Take Game 2, which was a forgettable monument to unnecessary pauses. It took 4:04 to score six runs, five of which belonged to Chicago. None of the six previous nine-inning games in World Series history that went more than four hours yielded fewer than 15 runs. The two teams also played the slowest 1–0 Series game ever (Game 3, 3:33), which set a record for most pitchers (10) used with only one run scored.

MLB commissioner Rob Manfred, speaking at Wrigley before Game 5, said that in talks with the players’ union for a new collective bargaining agreement to replace the one that expires on Dec. 1, he is pushing for “pace of action” initiatives, which might include a pitch clock. This much was certain amid all the waiting: One fan base would not have to spend any more time waiting for a title.

*****

The World Series narrative often sounded like a battle among geriatrics comparing aches and pains, as if it came down to whether the Cubs (the curse of the billy goat, Brock-for-Broglio, the black cat, the misplays of Leon Durham and Steve Bartman) or the Indians (The Mistake on the Lake, 10-Cent Beer Night, all-red uniforms that former first baseman Boog Powell once equated to a giant blood clot, the Jose Mesa blown save) had suffered the most indignities

About the closest these downtrodden franchises had come to a glorious inter-section was in Hollywood. In 1986 director John Hughes released Ferris Bueller’s Day Off, in which a kid plays hooky from Glenbrook North High in Northbrook, Ill., and, among other pursuits, takes in a game at Wrigley—which Hughes filmed on Sept. 24, 1985, during just another 17–15 Cubbies loss in front of 6,947 fans.

Three years later David S. Ward direc-ted the film Major League, which was based on the outlandish premise that the Indians could win a division title. In the film, announcer Harry Doyle (played by Bob Uecker) tells his listeners about Die-hard Night: “Free admission for anyone who was actually alive the last time the Indians won the pennant.”

Once you managed to get past the my-sciatica-is-worse-than-your-phlebitis one-upsmanship, it became clear that both teams actually represent cutting-edge baseball. Cleveland, for instance, is built around Francisco Lindor, who at 22 became the youngest shortstop to bat third in the World Series, moving ahead of Cal Ripken Jr. (23 in 1983).
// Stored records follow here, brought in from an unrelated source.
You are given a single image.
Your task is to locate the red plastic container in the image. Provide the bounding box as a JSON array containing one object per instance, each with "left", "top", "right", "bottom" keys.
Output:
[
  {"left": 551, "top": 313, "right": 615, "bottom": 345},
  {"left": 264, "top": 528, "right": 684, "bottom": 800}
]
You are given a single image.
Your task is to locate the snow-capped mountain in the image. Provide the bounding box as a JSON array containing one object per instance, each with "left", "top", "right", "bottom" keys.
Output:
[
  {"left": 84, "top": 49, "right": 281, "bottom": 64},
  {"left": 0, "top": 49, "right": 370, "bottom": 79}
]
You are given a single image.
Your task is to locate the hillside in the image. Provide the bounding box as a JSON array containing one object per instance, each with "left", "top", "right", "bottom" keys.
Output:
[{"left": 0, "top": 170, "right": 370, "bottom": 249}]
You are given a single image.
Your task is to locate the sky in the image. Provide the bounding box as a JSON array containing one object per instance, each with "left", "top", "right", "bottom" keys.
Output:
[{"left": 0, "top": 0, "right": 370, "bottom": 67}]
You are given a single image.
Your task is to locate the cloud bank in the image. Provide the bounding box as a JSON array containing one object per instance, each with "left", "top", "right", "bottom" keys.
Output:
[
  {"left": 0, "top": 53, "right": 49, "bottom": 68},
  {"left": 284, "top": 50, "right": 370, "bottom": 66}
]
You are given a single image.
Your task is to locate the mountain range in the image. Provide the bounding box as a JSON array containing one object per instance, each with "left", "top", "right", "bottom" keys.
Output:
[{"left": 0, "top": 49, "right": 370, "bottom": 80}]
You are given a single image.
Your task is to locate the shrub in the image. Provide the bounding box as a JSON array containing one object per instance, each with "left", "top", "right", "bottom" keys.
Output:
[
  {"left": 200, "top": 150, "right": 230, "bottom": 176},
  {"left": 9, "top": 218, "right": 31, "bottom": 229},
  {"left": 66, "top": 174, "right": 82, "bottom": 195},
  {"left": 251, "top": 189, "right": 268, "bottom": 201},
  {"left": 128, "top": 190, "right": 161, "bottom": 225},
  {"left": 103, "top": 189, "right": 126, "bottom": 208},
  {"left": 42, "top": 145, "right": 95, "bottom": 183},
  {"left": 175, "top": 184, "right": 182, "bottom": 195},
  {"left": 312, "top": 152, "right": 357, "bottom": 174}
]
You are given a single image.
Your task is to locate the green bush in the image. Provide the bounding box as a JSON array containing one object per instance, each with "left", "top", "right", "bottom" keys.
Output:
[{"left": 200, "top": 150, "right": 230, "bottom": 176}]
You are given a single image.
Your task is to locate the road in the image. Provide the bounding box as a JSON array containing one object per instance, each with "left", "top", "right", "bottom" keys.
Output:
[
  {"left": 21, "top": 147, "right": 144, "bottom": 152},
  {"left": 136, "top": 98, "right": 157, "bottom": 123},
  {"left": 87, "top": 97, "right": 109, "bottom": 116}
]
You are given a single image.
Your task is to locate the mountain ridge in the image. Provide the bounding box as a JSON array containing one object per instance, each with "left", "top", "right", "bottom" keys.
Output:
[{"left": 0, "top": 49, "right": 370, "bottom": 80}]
Lindor reached base 10 times in the first five games, and while he’s an exquisite fielder and a fast runner, his nonstop smile may be his most winning attribute.

“People I talked to gave me advice before the playoffs,” Lindor says. “Everybody said, ‘You don’t know if it’s going to happen again. Enjoy it.’ So that’s what I’m doing.”

Says manager Terry Francona, “He’s such a good player who loves the game so much that the bigger the game, the more fun he has. He just loves playing.”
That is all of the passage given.